We are about to enter new phase in the history: Helsinki and Tallinn are becoming part of the common European integration. They will both parts of the union, sharing a large amount of common laws, common parliament, partly common foreign affairs etc. Unlike the previous times the two cities belonged to the same ruling systems, there is no remote capital to which all the roads end and all the money is collected. At least in principle we live in a de- or
multi-centralised world consisting of complex networks between hubs of different size.


Jussi. S. Jauhianinen's 2004 "Urban networks between Tallinn and Helsinki -- Talsinki or Hellinn?" is skeptical of the possibilities, distinguishing between a good-case "Talsinki" and a bad-case "Hellinn."

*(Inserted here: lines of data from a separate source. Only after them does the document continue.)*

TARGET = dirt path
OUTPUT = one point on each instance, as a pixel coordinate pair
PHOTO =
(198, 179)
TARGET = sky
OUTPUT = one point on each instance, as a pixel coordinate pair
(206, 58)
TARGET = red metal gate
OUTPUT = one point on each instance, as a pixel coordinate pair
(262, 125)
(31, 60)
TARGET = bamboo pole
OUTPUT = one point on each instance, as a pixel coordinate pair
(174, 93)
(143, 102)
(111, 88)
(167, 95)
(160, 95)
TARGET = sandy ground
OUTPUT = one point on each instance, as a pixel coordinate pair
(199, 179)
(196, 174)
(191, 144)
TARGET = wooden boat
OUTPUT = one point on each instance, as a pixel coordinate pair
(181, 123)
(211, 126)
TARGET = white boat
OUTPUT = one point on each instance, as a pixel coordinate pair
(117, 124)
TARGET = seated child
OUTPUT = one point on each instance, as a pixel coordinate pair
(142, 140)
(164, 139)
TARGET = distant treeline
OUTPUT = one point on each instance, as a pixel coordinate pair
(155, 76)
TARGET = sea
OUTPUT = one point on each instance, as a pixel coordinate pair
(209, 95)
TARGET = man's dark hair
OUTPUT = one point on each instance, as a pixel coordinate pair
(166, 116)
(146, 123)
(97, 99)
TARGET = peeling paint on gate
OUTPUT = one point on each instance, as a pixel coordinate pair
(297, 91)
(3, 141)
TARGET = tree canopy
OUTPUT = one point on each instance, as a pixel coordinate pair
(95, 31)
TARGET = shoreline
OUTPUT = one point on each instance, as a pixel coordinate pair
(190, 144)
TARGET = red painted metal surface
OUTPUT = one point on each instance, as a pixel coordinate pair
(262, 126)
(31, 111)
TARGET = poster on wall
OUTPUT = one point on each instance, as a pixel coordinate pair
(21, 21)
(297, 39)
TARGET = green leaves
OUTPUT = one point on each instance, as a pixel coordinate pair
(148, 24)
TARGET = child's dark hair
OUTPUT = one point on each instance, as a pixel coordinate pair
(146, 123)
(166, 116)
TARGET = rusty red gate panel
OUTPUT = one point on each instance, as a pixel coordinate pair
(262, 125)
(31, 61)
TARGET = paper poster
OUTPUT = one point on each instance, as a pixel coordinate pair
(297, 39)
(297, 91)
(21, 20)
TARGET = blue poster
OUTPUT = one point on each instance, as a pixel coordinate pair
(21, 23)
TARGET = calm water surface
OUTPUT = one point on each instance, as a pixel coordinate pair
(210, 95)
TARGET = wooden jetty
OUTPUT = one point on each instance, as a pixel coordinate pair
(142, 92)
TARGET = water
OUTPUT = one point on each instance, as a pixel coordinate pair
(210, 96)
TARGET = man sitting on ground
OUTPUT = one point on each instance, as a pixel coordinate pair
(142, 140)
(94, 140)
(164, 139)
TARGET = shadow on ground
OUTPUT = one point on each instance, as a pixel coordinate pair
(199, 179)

From the 1990s onwards the relations between and within urban regions of Helsinki and Tallinn have enormously intensified. The integration of Estonia in the EU facilitates the networking. However, the gradual adjustment of cost differences between Tallinn and Helsinki reduce the current bazaar-economy and relocation of enterprises. In the future, the extreme possibilities for common urban region are progressive Talsinki or regressive Hellinn. These have substantially different impacts on the spatial development of urban regions and on the inhabitants living in-between spaces of flows and space of places. Nevertheless, transparent governance is an urgent necessity to create a common vision for the urban region(s).

Talsinki 2020 is a setting for mutual respect of differences between and within the urban region of Tallinn and Helsinki. The conceptual idea of this common progressive urban region is continuous learning, collective open participation with equal voice and transparent governance. Mistakes of the past in built environment are corrected through careful dismantling and recycling of unwanted infrastructure. Tacit knowledge and social capital are enhanced in cross-border and trans-national grass-root projects voluntarily subsidised by 10% enterprise tax in the urban region. Quality time, work, consumption and environment are valued when people work on average three days per week. A particular institution is the International Talsinki Open University (INTO) with computer-aided synchronous translation of activities into Finnish, Estonian, Swedish, Russian, English and Chinese. The university is well-known by the development and design of intelligent dis/connectable mobile devices and the “fourth way” capitalist economy based on regional production-consumption chains, identity and empowerment.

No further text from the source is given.